Of course, in February you also said that Kenny Williams believed that the White Sox were better off with Dunn and Rios over Pujols and I think you implied that you agreed with that sentiment. I realize it’s a retrospective analysis of a move that looked good prospectively but I still gotta ask…how’d that work out?
One big factor that may drive down non-linear salary structure is what it would mean for future contracts. Remember A-Rod’s first contract? If he signed for 8/$200, which was, reportedly, close to second-highest bid, Manny doesn’t get 8/$200, Jeter doesn’t get 10/$171, many others have to take a bit less on their contracts. Teams may want to pay above linear for the best players, but mid-level guys would then start asking for linear value compared to the best, and MLB GMs (or any group of GMs in the world) don’t have enough discipline to say no. And MLB is back in the salary spiral from the start of the century.
Also, if a team has 9 hitters and 5 starters producing 3 WAR each, bench producing 3 WAR and bullpen producing 5 WAR, that’s 100-win team. They don’t need to pay premium for 7 WAR player, specially in the offseason. Before season starts, everybody is healthy, and there are plenty of options on the market. Why would anyone set the offseason plan as “I’ll overpay for 6WAR player and leave my black hole, so that I can upgrade him during the season”, instead of filling every hole possible? Without researching trades in more detail, it seems to me that non-linear premium exists in trades.
(Excuse three posts in the row)
Most of those who believe in non-linear scale don’t think that 7 WAR player should be paid for 10 WAR, but that 6 WAR player should be paid for around 6.5 WAR. So, it’s pretty hard to actually see that effect. The example here is CC’s contract. Most people(both fans and professional analysts I read) believe that he left at least several million on the table by not opting out. If he could have gotten $10M more, that’s some 0.2 WAR more.

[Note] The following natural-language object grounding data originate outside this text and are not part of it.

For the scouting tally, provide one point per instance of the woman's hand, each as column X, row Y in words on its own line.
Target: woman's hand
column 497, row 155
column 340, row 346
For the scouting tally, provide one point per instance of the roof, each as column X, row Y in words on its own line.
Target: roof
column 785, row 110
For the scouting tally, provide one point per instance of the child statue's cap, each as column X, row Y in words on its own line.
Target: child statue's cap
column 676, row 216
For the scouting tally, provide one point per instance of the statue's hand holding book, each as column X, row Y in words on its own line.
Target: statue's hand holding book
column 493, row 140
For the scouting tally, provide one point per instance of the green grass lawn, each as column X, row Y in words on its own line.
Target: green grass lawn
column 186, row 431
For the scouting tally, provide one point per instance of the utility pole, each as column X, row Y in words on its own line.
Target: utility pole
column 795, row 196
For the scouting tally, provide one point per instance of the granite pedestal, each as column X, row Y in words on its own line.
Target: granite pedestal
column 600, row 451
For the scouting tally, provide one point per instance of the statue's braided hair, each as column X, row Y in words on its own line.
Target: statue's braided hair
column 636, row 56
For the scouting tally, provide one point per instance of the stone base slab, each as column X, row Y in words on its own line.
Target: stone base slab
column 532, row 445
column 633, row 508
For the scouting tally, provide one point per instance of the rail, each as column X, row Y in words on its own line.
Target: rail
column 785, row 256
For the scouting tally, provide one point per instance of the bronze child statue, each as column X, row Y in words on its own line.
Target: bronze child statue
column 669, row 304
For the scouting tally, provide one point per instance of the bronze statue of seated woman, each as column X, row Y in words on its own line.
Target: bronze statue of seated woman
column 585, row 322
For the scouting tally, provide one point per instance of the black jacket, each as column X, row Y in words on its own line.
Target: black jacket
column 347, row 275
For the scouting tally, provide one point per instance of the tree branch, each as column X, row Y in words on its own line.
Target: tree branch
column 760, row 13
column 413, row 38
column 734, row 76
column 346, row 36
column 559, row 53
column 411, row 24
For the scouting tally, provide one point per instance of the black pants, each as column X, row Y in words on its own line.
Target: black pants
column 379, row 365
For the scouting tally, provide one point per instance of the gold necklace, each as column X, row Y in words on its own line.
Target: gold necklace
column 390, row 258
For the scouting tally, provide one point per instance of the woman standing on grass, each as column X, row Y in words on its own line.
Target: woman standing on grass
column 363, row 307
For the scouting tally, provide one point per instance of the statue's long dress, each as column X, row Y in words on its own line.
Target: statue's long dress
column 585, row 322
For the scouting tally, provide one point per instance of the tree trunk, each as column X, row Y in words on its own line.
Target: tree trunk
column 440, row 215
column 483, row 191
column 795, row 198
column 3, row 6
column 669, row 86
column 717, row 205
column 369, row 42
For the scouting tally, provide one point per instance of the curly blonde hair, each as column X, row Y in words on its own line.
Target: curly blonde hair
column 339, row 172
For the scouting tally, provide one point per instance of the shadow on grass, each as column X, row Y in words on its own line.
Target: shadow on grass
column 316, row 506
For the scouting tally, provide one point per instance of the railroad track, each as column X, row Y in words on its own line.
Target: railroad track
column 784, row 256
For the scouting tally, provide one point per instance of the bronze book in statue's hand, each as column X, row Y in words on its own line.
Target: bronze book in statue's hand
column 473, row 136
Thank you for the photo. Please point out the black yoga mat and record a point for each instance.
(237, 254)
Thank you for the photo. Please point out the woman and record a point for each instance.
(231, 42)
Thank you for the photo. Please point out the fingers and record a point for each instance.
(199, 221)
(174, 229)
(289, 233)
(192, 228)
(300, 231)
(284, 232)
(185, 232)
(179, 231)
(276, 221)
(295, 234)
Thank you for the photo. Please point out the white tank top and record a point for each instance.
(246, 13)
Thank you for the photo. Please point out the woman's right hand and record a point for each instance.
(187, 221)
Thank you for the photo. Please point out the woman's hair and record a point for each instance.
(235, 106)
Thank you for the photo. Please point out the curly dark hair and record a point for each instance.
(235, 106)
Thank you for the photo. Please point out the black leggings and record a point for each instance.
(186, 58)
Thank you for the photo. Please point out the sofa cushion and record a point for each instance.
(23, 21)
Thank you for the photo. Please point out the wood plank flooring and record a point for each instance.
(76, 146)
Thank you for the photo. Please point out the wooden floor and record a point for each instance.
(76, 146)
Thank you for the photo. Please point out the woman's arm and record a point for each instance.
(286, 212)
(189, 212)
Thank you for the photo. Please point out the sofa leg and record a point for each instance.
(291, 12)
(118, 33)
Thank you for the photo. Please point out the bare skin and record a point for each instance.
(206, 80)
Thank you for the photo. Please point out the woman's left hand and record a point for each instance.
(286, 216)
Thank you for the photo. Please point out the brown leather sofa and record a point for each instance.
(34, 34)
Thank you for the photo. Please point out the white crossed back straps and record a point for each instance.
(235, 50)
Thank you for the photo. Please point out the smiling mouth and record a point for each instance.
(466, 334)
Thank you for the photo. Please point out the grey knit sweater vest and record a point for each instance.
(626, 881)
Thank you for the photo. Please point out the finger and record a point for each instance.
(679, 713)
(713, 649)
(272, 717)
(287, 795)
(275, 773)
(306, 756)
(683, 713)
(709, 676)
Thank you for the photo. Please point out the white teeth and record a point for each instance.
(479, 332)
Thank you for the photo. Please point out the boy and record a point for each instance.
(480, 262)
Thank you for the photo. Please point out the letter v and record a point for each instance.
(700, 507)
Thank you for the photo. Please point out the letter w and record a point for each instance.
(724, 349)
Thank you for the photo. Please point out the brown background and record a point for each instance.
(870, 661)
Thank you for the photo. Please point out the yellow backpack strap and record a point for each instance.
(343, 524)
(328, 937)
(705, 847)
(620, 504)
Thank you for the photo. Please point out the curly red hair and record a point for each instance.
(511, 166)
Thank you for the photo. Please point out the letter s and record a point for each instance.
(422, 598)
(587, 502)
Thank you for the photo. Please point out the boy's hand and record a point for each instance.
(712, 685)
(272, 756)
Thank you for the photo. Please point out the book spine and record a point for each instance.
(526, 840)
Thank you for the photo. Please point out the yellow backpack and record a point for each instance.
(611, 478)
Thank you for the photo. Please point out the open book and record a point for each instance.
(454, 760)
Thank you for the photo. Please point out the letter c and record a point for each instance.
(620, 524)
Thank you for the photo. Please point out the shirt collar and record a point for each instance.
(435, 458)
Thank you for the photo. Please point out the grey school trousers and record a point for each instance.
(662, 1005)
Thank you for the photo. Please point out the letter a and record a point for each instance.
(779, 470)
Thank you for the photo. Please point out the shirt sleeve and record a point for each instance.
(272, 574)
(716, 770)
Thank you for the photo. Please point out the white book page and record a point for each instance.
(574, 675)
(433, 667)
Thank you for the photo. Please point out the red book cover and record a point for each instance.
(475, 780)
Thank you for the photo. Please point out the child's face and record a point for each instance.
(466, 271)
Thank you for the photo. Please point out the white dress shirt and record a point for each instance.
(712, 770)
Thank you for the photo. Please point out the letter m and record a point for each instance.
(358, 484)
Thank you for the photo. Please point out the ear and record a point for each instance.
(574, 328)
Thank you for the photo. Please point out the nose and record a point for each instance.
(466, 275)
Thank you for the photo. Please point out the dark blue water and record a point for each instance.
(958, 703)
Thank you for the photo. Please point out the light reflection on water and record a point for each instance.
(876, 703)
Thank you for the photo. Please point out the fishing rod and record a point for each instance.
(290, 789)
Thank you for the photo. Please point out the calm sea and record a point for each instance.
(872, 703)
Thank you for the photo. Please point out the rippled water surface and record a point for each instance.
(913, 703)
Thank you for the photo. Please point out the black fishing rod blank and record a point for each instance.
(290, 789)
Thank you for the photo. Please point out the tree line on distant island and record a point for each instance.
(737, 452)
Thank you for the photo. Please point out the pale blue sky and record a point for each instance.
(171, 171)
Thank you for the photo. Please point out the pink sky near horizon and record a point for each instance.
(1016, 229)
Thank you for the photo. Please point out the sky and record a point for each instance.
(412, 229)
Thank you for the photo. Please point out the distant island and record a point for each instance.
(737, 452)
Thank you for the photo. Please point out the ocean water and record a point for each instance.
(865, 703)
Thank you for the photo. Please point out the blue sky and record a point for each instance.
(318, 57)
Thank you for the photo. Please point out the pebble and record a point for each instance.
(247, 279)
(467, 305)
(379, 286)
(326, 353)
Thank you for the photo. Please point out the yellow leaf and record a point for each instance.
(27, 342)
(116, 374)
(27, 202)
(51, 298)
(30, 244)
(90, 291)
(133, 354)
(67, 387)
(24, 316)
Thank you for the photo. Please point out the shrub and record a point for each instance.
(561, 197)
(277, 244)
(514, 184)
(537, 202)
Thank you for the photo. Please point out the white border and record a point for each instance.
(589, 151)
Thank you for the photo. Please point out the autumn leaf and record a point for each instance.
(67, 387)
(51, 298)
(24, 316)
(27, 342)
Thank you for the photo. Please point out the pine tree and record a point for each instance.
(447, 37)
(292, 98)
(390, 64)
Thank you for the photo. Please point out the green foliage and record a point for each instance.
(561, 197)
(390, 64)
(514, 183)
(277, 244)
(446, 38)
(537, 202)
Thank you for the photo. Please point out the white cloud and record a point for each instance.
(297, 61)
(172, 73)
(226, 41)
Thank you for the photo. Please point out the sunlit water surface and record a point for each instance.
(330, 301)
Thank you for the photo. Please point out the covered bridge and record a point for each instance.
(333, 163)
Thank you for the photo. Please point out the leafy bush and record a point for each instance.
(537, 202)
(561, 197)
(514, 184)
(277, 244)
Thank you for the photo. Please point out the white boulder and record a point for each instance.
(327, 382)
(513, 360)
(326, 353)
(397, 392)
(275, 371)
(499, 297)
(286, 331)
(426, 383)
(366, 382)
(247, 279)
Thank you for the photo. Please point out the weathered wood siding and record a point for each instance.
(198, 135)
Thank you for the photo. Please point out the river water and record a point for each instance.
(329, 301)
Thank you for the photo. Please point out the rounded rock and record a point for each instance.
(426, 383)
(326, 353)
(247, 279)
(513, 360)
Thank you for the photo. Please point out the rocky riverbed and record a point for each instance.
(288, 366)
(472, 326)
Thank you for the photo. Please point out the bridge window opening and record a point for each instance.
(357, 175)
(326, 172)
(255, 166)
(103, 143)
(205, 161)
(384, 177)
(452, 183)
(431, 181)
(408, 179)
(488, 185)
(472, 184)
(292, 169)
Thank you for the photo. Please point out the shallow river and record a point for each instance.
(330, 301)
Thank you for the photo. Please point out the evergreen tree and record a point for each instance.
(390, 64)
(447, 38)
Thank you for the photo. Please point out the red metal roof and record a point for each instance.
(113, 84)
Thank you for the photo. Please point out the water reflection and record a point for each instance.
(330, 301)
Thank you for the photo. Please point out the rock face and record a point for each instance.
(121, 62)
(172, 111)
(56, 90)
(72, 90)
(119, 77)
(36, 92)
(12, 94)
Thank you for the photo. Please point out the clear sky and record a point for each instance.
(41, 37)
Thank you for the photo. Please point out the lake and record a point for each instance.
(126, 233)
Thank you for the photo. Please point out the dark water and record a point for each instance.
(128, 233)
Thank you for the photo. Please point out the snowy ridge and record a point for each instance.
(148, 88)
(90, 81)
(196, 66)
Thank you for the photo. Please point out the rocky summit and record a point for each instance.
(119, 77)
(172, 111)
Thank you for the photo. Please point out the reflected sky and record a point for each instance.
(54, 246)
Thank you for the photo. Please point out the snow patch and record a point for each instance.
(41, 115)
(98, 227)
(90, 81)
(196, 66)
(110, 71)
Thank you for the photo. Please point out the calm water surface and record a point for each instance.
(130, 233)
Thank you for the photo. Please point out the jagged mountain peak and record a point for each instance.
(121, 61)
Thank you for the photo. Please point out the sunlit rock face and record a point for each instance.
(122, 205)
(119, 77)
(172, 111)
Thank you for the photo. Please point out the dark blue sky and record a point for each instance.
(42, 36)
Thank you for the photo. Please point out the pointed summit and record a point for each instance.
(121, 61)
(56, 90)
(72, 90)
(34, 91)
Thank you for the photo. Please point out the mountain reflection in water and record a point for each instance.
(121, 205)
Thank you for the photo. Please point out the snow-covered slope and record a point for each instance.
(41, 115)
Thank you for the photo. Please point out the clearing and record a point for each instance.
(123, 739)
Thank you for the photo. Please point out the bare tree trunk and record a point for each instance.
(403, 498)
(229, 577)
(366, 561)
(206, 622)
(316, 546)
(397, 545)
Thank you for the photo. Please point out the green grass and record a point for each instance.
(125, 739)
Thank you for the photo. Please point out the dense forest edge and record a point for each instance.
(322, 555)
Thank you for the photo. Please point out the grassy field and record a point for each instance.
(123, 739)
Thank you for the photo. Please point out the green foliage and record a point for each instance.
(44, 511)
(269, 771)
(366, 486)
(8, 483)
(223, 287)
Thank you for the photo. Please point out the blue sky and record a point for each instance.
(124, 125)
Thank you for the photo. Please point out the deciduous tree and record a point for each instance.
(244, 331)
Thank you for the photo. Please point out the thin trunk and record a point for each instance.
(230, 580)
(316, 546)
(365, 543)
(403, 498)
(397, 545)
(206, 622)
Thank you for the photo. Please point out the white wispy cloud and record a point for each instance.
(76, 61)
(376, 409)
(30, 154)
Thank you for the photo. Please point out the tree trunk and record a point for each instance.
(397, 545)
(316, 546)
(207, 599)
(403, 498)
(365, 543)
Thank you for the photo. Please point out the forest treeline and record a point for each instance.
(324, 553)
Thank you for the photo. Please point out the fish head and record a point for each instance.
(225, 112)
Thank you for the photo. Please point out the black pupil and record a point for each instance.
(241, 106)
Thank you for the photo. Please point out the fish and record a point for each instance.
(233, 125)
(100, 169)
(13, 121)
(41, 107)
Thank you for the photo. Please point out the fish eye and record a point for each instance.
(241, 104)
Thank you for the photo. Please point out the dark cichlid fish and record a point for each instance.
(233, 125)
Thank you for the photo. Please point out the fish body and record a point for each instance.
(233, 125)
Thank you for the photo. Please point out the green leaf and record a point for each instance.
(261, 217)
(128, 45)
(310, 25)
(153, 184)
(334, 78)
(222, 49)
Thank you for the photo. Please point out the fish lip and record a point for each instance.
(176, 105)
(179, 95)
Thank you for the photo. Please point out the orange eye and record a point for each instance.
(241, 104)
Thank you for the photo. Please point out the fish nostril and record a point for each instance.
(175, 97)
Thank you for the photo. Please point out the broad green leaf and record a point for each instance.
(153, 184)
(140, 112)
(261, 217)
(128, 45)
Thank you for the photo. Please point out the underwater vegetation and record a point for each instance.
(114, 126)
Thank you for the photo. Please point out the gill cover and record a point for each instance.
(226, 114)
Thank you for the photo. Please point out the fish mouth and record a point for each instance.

If Yankees consider him to be 5.4 WAR pitcher, or win to be worth $4.9M, there’s premium over linear model, but not big enough for us to see.
Per fangraphs own value calculations:
2002: 2.6
2003: 2.8
2004: 3.1
2005: 3.4
2006: 3.7
2007: 4.1
2008: 4.5
2009: 4.5
2010: 4
2011: 4.5
2012: ???
When should I expect WAR/$ to start inflating again, and how much? Everything was oh neat and fitting until 2008. But if we just naively extrapolate from the entire data set:
2012: 4.9
2013: 5.1
2014: 5.4
2015: 5.6
2016: 5.8
2017: 6.0
This rate projects Sabathia’s value at $137.45 M, and Pabelbon at $44-48 MM depending on how you model his value and his decline (I used 0.25, because .5 just feels too steep for a relief pitcher who is maxing out at 2-3 fWAR/year at his peak).